BIRD EARS
Great Horned Owl, Bubo virginianus; photo by Don Sniegowski, via Wikimedia Commons Great Horned Owl, Bubo virginianus; photo by Don Sniegowski, via Wikimedia Commons
Ear tufts on the Great Horned Owl at the right are easy enough to see but the tufts are made of feathers, and experiments show that they have no impact on hearing. The purpose of such ear tufts isn't really known, though theories abound.

Where are a bird's ears? The vast majority of birds appear to have nothing even resembling what we think of as ears. But off course birds hear very well -- on the average about as well as humans.

bird ear on an immature male Pine Warbler, Dendroica pinus

One summer morning a car-killed, immature, male Pine Warbler, Dendroica pinus, turned up along a road. With appropriate respect for a young life cut short, a search for the bird's ears exposed the ear-hole shown at the left. Note that it's just behind and slightly below the eys, as with most birds.

Why are bird ears so inconspicuous? One reason becomes clear if you've ever tried to carry on a conversation on a windy day, with wind thundering around your ears. Not having ear-flaps is just the price birds pay for being able to hear well as they fly.
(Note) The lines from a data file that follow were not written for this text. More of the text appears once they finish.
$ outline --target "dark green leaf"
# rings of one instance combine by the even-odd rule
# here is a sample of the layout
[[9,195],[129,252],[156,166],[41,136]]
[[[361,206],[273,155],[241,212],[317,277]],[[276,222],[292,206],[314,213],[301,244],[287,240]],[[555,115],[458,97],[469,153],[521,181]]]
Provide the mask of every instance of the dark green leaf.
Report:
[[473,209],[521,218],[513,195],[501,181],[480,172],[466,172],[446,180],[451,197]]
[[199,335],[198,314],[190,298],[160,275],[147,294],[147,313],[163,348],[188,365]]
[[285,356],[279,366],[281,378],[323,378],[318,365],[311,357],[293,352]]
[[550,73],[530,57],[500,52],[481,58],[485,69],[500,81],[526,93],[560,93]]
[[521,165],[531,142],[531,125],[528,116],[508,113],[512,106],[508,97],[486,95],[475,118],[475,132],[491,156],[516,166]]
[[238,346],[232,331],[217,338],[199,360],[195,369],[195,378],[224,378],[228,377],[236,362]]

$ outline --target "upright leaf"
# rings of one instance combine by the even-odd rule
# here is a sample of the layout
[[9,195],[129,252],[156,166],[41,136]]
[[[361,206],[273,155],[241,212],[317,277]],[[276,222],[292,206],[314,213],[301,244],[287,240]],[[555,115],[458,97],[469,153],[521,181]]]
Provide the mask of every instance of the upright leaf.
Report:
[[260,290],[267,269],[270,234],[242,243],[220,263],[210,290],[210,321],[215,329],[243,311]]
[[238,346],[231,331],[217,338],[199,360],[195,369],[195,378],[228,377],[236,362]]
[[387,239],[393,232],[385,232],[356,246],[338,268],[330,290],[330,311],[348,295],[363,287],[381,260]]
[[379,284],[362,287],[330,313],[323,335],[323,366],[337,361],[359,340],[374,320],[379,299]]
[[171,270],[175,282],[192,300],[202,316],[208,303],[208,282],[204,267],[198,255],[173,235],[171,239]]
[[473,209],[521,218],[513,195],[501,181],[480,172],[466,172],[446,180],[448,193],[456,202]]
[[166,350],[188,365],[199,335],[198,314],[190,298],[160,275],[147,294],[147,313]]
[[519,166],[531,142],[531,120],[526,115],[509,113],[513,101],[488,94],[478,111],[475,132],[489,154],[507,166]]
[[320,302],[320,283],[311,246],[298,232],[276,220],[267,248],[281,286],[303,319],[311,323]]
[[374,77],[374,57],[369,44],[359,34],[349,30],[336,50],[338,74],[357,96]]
White-throated Sparrow, Zonotrichia albicollis

Most birds have their ear holes covered with tiny feathers especially well adapted for cutting down on wind noise while permitting sound waves to pass through them. At the right, you can barely see a circular patch of very fine feathers behind and below the eye, where the ear-hole must be. These feathers behave like the foam covers on microphones where puffs of air might otherwise make thumps or thundery sounds.
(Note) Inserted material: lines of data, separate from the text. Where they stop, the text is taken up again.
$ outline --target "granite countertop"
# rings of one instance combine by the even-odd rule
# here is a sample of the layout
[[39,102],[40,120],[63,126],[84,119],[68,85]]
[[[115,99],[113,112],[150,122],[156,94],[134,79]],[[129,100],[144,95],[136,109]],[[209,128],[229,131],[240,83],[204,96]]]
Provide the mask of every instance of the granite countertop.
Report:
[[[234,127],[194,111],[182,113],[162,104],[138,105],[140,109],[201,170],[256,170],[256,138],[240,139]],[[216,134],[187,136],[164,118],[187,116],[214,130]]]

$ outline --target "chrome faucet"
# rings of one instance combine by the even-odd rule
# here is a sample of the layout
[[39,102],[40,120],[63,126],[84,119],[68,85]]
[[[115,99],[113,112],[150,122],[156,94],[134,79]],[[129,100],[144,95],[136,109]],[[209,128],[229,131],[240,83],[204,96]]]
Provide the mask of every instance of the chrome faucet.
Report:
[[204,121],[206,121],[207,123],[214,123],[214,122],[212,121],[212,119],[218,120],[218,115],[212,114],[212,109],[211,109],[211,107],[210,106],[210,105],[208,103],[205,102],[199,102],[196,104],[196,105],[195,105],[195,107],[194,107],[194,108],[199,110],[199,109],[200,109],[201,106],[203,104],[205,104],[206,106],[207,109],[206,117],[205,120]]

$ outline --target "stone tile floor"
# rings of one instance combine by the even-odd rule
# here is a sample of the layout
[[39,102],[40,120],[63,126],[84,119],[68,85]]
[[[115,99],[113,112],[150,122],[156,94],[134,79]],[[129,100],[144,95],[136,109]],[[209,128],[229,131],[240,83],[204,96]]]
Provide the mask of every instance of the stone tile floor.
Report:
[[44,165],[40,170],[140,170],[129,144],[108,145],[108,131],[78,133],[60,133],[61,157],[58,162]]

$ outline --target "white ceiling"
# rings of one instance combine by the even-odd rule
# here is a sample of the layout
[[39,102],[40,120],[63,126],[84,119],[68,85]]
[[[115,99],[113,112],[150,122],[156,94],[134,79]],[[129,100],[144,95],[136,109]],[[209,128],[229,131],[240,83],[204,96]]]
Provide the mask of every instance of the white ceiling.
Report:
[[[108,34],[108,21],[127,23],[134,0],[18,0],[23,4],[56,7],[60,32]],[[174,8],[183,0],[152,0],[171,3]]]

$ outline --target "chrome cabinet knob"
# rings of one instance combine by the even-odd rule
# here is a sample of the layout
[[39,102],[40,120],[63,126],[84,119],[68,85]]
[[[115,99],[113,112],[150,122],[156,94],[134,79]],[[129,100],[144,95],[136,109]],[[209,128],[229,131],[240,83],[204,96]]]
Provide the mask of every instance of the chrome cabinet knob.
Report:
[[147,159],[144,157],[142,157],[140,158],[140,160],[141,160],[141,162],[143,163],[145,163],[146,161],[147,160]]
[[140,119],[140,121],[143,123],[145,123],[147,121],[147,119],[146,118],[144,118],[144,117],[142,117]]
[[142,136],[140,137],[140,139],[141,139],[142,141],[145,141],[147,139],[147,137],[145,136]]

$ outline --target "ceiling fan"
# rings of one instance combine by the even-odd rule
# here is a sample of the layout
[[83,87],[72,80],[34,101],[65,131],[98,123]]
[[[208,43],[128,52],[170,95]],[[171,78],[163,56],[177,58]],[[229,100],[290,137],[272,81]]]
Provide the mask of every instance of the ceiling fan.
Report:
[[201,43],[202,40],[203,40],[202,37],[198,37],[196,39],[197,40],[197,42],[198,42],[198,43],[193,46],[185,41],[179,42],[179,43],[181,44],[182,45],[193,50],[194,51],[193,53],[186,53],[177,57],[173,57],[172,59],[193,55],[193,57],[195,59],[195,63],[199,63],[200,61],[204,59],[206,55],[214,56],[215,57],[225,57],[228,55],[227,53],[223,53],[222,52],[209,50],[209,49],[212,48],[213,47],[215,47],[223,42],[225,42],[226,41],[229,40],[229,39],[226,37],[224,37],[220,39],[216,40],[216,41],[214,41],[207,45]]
Black Vulture, Coragyps atratus, showing ear holes

Some diving birds, such as penguins, have strong feathers covering their ear-holes, to protect delicate inner ears from intense water pressure. The Black Vulture, Coragyps atratus, at the right, with a naturally featherless head (goo would stick to feathers when the head enters decaying carrion), so the ear hole is visible.

The Common Barn-owl can catch a mouse in total darkness, as the mouse scampers across a floor. This implies that not only is the bird hearing very well, but also it's able to pinpoint the sound-maker's exact location.

In 2014, Hans Schnyder and others at Germany's Technische Universität München published a freely downloadable paper with the helpful title, The Avian Head Induces Cues for Sound Localization in Elevation. Schnyder's team found that birds can pinpoint locations by hearing with the help of the shape of their heads. Depending on where sound waves hit the head, they're reflected, absorbed or diffracted, and from certain directions completely screened. Moreover, certain sound waves pass through the bird's head, to the ear on the other side of the head.

With all these cues and others, the bird's brain figures out where things are very well.